Lincoln's Leadership in Memoriam

On a hilltop in northwest Washington, DC, on the edge of North Capitol Street, stretches the 16-acre U.S. Soldiers’ and Airmen’s Home National Cemetery, unmistakable for its neat rows of white headstones.  This Memorial Day, President Lincoln’s Cottage, where I served as CEO and Executive Director until last year, is once again hosting a remembrance ceremony with partner organizations at the cemetery. The event was cancelled the past two years due to the pandemic. I am grateful the event is able to resume this year, as it offers the community a unique opportunity to learn the history of hallowed ground hidden in plain sight.  Indeed, the cemetery holds many distinctions. It is the predecessor of Arlington National Cemetery.  Thousands of soldiers were buried there as a consequence of the Civil War.  General Logan, founder of Memorial Day, is laid to rest in a beautiful mausoleum there.  Veterans continue to be interred in those hallowed grounds to this day.  And yet few know it exists.

The cemetery is a mere 200 yards from the front door of what is now called President Lincoln’s Cottage, where Abraham Lincoln lived and worked for more than  12 months of his administration. He made crucial decisions shaping the fate of our nation from that hilltop and saw the human cost of war all around him.  He did not evade it.  He faced it.  During his first summer in residence, when he was drafting the Emancipation Proclamation, more than  1000 soldiers were buried in the cemetery.  Contemporary accounts make it clear how deeply Lincoln was affected by the lives lost. A visitor from California reported that Lincoln joined them, “… in the graveyard near at hand there are numberless graves – some without a spear of grass to hide their newness,” and  recited  lines from  a William Collins poem, “How sleep the brave, who sink to rest/By all their country’s wishes blessed.”  His reaction to lives lost wasn’t always so restrained. Following the Battle of Fredericksburg, when he learned of the casualties, Lincoln “groaned, wrung his hands and showed great agony of spirit.”  No one could have predicted the devastation or duration of the war, nor how Lincoln, with comparatively little military experience, would lead.

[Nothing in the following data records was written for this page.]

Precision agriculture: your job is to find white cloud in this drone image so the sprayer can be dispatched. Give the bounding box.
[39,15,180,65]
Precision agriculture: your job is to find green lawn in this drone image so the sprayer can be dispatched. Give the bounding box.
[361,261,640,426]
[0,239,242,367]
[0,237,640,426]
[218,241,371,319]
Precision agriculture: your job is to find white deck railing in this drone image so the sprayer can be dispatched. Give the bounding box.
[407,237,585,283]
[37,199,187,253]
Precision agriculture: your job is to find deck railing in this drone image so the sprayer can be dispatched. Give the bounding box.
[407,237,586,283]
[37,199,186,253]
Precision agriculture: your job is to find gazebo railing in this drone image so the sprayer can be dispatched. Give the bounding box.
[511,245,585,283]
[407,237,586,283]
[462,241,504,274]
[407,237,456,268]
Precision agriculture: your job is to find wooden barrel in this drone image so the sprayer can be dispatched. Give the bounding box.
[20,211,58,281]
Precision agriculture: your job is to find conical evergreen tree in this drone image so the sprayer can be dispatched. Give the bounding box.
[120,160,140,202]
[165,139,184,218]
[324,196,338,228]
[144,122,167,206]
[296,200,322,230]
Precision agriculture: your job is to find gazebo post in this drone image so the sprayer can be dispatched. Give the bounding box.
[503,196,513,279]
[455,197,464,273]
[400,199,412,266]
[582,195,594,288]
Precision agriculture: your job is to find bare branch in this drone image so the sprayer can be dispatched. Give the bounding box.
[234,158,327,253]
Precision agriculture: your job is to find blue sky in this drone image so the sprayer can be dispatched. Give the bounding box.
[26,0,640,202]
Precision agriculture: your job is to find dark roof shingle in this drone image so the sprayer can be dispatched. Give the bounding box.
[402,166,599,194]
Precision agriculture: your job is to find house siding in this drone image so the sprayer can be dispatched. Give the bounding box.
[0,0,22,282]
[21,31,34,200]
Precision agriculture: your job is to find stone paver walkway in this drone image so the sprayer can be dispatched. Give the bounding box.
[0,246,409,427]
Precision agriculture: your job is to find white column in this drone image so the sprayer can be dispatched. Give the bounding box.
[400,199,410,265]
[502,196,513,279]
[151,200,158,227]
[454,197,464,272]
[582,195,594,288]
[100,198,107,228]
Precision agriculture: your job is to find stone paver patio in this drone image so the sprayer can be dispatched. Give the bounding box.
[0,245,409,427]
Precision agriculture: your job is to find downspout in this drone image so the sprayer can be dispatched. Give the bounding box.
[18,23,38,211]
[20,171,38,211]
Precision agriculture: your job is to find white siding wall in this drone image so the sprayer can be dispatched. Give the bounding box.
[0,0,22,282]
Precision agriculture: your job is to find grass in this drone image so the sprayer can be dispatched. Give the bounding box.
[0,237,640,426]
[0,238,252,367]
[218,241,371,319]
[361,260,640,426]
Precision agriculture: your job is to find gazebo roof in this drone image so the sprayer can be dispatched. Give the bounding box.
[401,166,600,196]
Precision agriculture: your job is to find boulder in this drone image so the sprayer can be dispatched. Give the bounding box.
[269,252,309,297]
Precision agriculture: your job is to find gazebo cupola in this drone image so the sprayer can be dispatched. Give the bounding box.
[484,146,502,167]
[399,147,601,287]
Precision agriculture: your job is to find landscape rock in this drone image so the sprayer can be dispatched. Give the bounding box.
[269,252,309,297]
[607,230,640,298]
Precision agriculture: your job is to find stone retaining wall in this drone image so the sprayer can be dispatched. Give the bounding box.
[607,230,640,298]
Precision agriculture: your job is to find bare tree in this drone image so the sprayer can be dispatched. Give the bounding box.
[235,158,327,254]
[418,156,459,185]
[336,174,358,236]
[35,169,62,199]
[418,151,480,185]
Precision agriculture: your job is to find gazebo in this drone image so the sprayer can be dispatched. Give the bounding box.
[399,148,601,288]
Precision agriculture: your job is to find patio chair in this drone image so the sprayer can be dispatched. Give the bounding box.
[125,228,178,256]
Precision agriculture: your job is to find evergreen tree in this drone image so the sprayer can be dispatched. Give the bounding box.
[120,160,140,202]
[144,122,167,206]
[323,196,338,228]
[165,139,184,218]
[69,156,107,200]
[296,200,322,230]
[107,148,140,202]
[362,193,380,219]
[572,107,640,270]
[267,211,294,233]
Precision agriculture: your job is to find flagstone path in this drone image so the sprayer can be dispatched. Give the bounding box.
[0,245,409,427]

Four years after President Lincoln’s election, Lincoln purportedly wrote the “Bixby letter” as it has come to be known, to Lydia Parker Bixby, a widow and mother who had lost multiple sons in the Civil War.  Although there is controversy around the piece–how many sons she lost, whether Abraham Lincoln himself wrote it–it is nonetheless true that Mrs. Bixby and Mr. Lincoln were no strangers to grief.  The letter has come to symbolize both the extreme loss suffered by families and the nation, and Lincoln’s empathetic leadership and willingness to confront tragedy.  For Lincoln, the human consequences of war were not abstract.

How many leaders choose to live in a place that forces them to face the consequences of their decisions so directly each day?  While the Cottage may have offered more privacy than the Executive Mansion, it was not an escape from the depths of the crisis the country was facing.  Living there brought the Lincolns closer to both lives lost and lives permanently altered by the war. There is ample evidence that the president valued the wisdom of his senior advisors, but he was not content to only hear from those closest to him.  Thanks to the press and oral histories, we know Lincoln’s daily commute between the Cottage and the White House resulted in chance encounters with people from all walks of life, including wounded soldiers being brought to area hospitals, and the newly freed living in refugee camps. He both welcomed and sought-out different perspectives, giving him a more complex picture of what was happening and how those most affected felt about it.

By living next to the USSAH National Cemetery, Lincoln had to grapple with the devastating consequences of his decisions while holding firm in his belief that, “The struggle of today, is not altogether for today–it is for a vast future also.” He demonstrated empathy for present concerns while also taking the long view of what was at stake for humanity.  In the midst of the layers of threats and crises today, we would all do well to remember not only those who died serving this country, but those who defended its ideals.

Erin Carlson Mast is the President and CEO of the Lincoln Presidential Foundation in Illinois.  She was the CEO & Executive Director of President Lincoln’s Cottage from 2010-2021.